Two days of circling while we waited on the rain meant a route change to Barcaldine to make up time.
In the corporate world, those two lost days would be a whole thing. Out here, nobody batted an eyelid. The end goal is getting the cattle to the yards. Decisions get made on a just-in-time basis, and everyone stays focused on what’s important.
Small things I learned today:
🤠 Business in a country town happens at the post office or the pub.
🐄 Our two-hour lunch breaks aren’t timed by people, they’re timed by the cattle. Once they’ve drunk, rested, and gotten back up off the ground, it’s time to move.
🦘 Kangaroos can clean jump over cattle. Two came up out of the grass and cleared the herd. Twice. They scattered like fireworks. Quite something on an otherwise flat, quiet afternoon.

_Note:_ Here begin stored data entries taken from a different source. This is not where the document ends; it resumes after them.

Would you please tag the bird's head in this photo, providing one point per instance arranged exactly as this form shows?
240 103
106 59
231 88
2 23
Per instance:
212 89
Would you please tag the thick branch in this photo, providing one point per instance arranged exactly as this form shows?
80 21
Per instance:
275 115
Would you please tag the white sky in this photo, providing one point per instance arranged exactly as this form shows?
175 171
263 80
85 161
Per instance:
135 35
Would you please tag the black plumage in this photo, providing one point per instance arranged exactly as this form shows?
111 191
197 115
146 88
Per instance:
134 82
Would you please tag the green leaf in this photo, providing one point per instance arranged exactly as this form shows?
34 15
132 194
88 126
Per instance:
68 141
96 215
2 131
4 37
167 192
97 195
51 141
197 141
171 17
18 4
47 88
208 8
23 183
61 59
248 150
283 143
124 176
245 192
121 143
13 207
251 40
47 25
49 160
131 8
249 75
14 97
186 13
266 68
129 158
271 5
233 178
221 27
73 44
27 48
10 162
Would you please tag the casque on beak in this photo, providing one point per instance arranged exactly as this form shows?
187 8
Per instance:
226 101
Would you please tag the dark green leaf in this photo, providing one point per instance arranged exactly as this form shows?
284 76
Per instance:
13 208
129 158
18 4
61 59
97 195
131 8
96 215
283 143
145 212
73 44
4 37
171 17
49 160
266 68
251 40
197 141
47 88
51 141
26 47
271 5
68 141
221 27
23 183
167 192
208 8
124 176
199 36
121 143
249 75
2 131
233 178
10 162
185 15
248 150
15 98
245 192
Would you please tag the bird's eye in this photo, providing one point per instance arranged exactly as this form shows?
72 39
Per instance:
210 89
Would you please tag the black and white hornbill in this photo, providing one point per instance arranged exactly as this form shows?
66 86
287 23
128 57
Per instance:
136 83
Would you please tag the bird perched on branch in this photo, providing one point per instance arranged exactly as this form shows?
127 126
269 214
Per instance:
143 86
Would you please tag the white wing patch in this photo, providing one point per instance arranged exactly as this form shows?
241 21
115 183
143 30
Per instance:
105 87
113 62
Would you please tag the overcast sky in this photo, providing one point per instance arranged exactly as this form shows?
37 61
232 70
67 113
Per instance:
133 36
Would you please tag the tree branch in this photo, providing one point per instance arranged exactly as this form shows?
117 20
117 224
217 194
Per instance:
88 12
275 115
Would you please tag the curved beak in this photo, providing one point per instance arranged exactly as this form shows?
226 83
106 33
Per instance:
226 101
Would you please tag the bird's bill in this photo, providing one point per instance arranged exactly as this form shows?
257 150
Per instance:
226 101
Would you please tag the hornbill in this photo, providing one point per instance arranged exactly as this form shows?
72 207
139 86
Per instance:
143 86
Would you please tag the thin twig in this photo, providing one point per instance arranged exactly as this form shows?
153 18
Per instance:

We called it day around 5pm after 14kms. Not a clean thing left in my bag, saddle sick, and pretty happy to get off the horse. Got taken to the showgrounds for a proper shower, which was heaven!
I’ve been thinking about what this experience has been for me, beyond the drive itself.
I speak a lot about vertical development - the kind of growth that shifts how you see the world, not just what you know. This needs three things.
🔥 A heat experience: something genuinely difficult that generates real edge emotions.
👥 A cohort: people in it with you, different from you.
💭 And reflective practice: turning experience into insight.
Five days as a drover, and seven days in the elements - we’ve ticked all three!
I’ll be sharing more on this in the coming days, I’m sure.
🥳 🙌 So ready for civilisation. And so glad I did it. Cheers to everyone who came along for the journey!